The reason why you cannot explain is that the ideas cannot withstand the test of rigorous logic.

Mitchell Langbert said...

I don't follow what you're saying. Please explain. Please tell me what you mean by "I cannot explain." You lack rigorous logic in your argument. Maybe that's because your argument is moronic. Please explain

Mitchell Langbert said...

If you're serious about learning, read Ron Paul's "End the Fed." A more rigorous statement is Murray Rothbard's "What Has Government Done to Our Money." Your questions displayed a lack of intellectual ability. I appreciate good questions, not ones where you start saying that the fertility rate has something to do with what I was talking about when I said you should substitute money supply for it. That's called being "disingenuous."

If you really want to learn, read "End the Fed" and "What Has Government Done to Our Money." Until then you have nothing to say.

Anonymous said...

Rothbard:

SO: WHY TALK ABOUT RACE AT ALL?

If, then, the Race Question is really a problem for statists and not for paleos, why should we talk about the race matter at all? Why should it be a political concern for us; why not leave the issue entirely to the scientists?
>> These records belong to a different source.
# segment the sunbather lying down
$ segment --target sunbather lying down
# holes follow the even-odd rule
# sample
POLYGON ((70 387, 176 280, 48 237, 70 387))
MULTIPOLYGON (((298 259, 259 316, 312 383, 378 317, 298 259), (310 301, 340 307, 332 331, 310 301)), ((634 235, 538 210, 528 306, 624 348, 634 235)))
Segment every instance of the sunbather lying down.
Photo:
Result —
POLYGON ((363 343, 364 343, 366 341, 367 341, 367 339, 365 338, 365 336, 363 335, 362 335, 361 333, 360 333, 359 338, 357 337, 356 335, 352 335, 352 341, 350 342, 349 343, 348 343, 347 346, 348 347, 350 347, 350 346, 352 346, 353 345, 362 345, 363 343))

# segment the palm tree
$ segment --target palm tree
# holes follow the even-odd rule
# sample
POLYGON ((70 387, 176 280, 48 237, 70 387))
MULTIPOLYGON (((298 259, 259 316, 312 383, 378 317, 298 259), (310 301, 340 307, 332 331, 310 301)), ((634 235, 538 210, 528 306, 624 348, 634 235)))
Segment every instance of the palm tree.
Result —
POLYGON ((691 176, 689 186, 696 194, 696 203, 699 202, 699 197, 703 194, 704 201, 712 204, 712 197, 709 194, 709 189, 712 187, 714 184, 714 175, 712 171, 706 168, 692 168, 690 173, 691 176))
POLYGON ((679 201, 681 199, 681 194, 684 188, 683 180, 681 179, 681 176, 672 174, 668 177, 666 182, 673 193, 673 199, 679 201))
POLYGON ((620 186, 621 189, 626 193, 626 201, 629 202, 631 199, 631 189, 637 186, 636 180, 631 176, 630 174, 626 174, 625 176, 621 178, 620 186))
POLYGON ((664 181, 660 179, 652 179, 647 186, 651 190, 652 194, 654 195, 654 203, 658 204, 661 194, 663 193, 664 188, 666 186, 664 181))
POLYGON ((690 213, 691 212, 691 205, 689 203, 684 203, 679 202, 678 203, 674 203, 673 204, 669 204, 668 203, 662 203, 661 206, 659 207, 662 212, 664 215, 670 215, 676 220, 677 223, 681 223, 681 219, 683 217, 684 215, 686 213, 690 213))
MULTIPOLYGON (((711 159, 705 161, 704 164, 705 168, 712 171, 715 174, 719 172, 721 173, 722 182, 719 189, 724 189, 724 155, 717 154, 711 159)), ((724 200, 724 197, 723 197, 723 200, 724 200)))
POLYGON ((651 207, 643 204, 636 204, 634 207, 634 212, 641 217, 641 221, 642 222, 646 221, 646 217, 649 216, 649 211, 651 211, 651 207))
Two reasons we have already mentioned; to celebrate the victory of freedom of inquiry and of truth for its own sake; and a bullet through the heart of the egalitarian-socialist project. But there is a third reason as well: as a powerful defense of the results of the free market. If and when we as populists and libertarians abolish the welfare state in all of its aspects, and property rights and the free market shall be triumphant once more, many individuals and groups will predictably not like the end result. In that case, those ethnic and other groups who might be concentrated in lower-income or less prestigious occupations, guided by their socialistic mentors, will predictably raise the cry that free-market capitalism is evil and "discriminatory" and that therefore collectivism is needed to redress the balance. In that case, the intelligence argument will become useful to defend the market economy and the free society from ignorant or self-serving attacks. In short; racialist science is properly not an act of aggression or a cover for oppression of one group over another, but, on the contrary, an operation in defense of private property against assaults by aggressors.

In any case, there is cause for jubilation these days, for it looks as if the left-egalitarian blackout-and-smear gang has been dealt a truly lethal blow.



Rothbard on David Duke:

http://www.lewrockwell.com/rothbard/ir/Ch5.html


Rothbard on Buchanan:

http://www.lewrockwell.com/rothbard/ir/Ch6.html

Mitchell Langbert said...

There is absolutely no doubt in my mind that all racial groups benefit from free market capitalism, and especially those at the bottom of the economic ladder. The people worst hurt by Progressivism and big government are their supposed beneficiaries. The terrible wrongs done to inner cities during the 1950s and '60s, the exodus of manufacturing jobs because of the dollar's serving as a reserve currency, forcing it far higher than it ought to be, the transfer of wealth to stock and bond holders and real estate interests at the expense of the poor and the use of tests rather than market performance all work against the poor. The piddling welfare benefits given to the poor in today's society are a joke compared to the massive welfare benefits given to Wall Street and government, and to real estate interests.

Doug Plumb said...

The problem fundamentally, isn't the money, its the priest class that supports corrupt money. Without them, the money could be clearly seen as worthless.

Average people know as much about the law as they do shearing sheep. But they assume bucket loads of crap that doesn't even withstand the smallest application of common sense.

It seems to me there was another priest class many years ago...

If Pauls book explains that the money system and the law makers must be married (corrupt or not, LAW=MONEY), then its a must read, otherwise its just a clear re-iteration of what has been said elsewhere. This concept is not explained by anyone I have heard of in mainline alternative news.

If it explains this, then I need this book. Excellent post, thanks Mitchell.